At the CORE – COmmunity Response to End Inequalities EU project meeting, we had the chance to visit two of the several community-based centers of GAT, the Portuguese Activist Group on Treatments. GAT, which was founded in 2001, is a structure of individual membership and cooperation between people from different communities and organizations affected by HIV and AIDS, sexually transmitted infections, viral hepatitis, and tuberculosis.

They started as an advocacy organization, working for legal and policy changes that positively affect the health, rights, and quality of life of people living with HIV or at risk of becoming infected. They soon realized that vulnerable groups that are most affected by HIV, such as men having sex with men (MSM), sex workers, trans people, people who use drugs, and migrants, need tailored HIV services, and they started to build these programs for them. Today, GAT has one of the biggest reaches of key populations in Portugal, with 100 thousand HIV tests conducted annually.

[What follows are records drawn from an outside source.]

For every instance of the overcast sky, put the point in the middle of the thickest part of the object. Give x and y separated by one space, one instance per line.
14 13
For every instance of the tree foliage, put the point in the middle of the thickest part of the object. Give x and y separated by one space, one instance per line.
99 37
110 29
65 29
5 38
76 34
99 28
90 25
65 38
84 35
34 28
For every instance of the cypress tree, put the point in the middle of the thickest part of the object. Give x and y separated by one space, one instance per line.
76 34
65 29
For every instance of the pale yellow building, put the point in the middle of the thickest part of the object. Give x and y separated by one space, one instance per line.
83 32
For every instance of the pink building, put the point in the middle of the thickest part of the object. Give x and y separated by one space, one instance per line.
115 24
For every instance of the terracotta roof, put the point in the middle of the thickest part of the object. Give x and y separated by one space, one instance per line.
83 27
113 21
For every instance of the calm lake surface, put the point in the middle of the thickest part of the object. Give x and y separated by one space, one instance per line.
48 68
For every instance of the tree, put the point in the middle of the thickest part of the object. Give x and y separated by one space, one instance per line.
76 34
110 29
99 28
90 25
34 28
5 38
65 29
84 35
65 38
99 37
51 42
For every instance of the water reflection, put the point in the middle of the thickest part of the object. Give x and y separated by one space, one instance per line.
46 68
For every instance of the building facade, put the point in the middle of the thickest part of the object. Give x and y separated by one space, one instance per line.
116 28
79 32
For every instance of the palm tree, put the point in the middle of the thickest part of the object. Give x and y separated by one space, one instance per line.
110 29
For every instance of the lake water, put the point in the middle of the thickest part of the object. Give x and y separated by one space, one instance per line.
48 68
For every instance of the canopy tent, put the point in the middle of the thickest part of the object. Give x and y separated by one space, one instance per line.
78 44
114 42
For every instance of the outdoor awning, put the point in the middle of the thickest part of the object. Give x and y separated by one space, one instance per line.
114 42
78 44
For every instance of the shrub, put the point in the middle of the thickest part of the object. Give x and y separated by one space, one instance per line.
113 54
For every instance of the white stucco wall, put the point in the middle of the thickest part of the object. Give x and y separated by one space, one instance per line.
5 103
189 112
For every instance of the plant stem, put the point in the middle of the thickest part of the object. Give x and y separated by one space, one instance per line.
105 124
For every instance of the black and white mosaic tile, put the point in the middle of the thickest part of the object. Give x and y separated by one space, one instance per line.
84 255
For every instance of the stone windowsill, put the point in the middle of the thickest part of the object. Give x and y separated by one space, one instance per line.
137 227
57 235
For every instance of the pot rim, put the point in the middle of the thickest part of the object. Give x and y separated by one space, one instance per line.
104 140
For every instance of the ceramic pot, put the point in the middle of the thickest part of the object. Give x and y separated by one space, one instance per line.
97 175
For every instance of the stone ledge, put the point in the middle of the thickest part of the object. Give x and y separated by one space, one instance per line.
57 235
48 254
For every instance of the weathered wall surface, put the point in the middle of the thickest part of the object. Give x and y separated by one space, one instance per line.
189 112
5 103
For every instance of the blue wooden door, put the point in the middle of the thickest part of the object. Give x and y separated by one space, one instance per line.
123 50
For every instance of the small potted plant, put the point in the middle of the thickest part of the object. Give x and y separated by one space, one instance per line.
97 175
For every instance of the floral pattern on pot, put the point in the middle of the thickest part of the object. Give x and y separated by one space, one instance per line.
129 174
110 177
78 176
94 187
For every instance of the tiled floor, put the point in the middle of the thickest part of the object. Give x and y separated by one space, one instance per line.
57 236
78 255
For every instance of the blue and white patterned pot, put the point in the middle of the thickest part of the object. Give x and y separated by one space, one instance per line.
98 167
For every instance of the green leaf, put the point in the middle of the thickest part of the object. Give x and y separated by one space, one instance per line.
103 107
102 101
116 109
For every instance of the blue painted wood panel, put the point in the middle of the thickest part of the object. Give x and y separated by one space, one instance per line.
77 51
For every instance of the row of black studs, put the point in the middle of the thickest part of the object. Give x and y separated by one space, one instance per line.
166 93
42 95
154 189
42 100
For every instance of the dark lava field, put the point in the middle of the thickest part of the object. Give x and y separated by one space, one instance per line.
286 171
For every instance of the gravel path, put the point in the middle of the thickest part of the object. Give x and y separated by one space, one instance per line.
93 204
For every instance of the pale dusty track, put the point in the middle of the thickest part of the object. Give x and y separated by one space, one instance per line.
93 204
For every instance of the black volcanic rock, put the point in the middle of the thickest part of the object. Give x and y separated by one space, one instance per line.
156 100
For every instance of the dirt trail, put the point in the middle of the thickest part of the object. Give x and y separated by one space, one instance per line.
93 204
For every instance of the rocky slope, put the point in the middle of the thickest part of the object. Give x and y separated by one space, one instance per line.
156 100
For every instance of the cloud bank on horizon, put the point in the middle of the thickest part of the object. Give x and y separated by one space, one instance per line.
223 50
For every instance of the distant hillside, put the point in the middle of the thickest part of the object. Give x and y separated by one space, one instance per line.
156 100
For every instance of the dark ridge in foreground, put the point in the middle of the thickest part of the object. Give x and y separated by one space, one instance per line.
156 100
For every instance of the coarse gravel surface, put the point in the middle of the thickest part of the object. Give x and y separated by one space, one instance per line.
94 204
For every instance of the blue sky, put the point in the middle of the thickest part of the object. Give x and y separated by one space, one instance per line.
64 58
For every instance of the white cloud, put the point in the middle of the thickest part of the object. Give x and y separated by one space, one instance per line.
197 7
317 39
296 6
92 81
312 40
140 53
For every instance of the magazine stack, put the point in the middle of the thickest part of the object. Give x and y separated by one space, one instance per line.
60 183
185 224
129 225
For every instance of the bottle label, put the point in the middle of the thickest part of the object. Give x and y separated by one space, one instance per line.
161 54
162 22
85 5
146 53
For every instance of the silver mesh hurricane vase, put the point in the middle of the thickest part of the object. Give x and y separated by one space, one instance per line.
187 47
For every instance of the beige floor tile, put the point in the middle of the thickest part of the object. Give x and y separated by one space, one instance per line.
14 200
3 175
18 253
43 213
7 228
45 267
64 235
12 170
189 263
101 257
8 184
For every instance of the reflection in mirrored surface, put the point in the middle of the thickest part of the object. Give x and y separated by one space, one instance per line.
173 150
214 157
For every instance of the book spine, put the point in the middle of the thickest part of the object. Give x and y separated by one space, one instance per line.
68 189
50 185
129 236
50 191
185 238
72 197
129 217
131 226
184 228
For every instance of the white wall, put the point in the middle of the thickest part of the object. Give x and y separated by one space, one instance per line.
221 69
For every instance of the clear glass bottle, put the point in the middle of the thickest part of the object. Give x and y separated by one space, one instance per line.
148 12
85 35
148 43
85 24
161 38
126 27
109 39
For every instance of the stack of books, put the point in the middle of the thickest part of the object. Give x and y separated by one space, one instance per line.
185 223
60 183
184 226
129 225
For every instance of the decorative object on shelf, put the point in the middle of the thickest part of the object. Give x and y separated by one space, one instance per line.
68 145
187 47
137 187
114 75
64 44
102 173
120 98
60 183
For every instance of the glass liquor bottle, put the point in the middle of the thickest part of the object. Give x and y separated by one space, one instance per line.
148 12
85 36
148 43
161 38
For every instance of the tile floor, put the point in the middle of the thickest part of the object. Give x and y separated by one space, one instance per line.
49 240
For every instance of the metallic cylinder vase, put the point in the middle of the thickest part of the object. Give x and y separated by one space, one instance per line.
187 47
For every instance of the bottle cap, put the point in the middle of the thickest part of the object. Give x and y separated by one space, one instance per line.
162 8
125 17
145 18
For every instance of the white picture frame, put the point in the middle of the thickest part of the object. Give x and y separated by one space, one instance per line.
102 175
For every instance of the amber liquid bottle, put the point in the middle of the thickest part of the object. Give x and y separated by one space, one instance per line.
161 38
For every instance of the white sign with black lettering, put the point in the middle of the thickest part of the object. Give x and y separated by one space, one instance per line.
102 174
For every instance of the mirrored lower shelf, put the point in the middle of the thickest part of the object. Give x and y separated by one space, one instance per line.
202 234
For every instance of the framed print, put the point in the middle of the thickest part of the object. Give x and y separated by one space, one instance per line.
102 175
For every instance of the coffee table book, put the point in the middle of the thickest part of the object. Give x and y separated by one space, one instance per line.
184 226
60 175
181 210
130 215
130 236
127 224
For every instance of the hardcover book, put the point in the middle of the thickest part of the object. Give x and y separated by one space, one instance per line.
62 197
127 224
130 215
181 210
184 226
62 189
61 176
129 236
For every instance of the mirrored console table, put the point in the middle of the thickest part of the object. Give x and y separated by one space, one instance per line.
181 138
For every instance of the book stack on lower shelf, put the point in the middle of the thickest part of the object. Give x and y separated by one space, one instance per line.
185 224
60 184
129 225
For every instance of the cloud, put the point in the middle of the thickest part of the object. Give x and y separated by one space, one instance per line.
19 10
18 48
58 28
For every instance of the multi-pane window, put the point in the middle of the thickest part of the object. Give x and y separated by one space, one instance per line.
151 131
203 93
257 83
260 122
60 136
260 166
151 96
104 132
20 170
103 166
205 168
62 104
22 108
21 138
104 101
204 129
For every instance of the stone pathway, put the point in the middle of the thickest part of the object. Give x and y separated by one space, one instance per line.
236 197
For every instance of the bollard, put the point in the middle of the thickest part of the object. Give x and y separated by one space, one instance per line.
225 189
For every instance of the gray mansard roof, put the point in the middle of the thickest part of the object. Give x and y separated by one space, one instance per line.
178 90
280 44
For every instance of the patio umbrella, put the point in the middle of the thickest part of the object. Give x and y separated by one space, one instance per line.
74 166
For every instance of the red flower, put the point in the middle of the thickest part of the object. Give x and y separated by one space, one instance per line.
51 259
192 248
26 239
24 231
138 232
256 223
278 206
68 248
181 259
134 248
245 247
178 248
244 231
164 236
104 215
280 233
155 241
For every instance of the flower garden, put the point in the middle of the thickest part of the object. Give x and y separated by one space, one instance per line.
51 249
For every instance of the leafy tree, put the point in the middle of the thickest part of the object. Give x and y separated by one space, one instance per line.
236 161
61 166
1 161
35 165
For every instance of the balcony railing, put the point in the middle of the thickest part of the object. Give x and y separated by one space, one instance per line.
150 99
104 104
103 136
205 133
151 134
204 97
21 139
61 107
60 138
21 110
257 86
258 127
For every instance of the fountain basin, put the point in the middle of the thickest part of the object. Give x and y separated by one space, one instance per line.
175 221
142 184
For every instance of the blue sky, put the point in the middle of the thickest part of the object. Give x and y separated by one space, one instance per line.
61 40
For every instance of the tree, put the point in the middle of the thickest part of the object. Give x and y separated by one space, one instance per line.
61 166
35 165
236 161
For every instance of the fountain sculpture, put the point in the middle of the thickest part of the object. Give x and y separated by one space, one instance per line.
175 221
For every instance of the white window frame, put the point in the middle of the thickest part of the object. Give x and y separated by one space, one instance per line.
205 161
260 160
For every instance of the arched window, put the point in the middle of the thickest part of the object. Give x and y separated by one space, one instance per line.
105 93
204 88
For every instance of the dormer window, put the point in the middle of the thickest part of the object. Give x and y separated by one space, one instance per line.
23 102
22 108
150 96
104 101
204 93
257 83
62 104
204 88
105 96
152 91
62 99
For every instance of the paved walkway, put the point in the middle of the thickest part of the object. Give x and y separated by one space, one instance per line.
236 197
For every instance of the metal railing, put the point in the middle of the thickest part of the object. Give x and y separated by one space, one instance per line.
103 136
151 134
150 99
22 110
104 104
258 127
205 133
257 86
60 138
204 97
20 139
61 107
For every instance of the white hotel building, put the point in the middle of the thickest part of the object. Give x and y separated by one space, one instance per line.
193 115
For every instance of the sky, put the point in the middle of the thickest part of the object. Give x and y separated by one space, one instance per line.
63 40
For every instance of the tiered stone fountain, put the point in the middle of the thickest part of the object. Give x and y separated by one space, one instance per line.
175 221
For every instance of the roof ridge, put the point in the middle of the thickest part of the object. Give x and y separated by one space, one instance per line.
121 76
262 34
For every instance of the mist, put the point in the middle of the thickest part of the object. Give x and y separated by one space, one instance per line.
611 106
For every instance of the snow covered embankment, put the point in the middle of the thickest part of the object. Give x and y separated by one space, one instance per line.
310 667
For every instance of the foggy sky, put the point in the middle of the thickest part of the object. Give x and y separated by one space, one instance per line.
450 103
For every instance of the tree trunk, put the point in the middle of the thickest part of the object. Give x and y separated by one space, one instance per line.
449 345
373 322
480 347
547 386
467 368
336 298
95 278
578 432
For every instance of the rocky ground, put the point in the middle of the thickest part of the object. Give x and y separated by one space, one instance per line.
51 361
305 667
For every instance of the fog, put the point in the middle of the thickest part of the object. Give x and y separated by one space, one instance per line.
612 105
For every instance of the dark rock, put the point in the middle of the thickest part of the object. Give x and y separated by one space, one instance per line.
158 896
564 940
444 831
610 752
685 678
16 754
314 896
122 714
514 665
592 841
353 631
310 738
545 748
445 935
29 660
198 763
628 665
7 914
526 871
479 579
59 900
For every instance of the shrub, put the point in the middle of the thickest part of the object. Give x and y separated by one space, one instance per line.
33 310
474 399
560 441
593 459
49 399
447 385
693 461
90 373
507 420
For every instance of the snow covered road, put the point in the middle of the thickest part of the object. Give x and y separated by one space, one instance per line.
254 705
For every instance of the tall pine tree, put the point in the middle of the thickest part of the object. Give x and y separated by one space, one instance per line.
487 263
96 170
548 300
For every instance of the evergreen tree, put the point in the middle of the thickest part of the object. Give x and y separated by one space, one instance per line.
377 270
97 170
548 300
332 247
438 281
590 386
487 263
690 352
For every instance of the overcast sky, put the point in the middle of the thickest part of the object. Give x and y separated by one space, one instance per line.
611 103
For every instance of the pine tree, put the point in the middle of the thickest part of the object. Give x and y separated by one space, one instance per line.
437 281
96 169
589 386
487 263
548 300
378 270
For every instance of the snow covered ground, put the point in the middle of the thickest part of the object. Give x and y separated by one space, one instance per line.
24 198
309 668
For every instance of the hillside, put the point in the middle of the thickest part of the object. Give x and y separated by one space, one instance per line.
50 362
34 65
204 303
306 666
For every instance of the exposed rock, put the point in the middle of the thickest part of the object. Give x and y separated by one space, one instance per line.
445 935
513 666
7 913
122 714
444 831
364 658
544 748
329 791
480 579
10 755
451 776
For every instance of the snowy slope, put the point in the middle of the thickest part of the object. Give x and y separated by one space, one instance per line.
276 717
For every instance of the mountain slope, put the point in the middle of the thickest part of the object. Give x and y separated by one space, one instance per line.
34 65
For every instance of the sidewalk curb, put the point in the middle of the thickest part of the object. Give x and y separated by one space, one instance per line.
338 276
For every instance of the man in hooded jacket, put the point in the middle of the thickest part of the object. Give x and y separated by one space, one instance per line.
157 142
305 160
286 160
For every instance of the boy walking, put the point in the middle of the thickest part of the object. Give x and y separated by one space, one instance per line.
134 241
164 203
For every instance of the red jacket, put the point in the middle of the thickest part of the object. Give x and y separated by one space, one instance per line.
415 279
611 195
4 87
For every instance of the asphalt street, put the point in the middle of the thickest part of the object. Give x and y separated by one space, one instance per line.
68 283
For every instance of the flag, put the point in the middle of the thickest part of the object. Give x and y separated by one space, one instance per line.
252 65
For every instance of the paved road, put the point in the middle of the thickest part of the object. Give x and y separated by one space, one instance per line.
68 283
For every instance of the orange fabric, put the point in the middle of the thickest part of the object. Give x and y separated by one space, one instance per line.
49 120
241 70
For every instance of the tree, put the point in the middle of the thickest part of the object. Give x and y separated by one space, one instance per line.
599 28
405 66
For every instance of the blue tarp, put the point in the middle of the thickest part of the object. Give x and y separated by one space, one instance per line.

GAT has several testing sites, all adapted more or less for key populations. All the sites are open to everyone but are built and offer services more tailored to key populations.” Said Mariana Vicente, general director of services and projects at GAT.

Moreover, these services employ peers, people with lived experiences, as their key staff. “Peers are people who share something in common with the people we support, either because they live with the infection or belong to a vulnerable group we support. It is often the peers who bring people to the interventions and can also be the link between people and different services.” Explained to us by Joana Assunção, a peer social worker at GAT.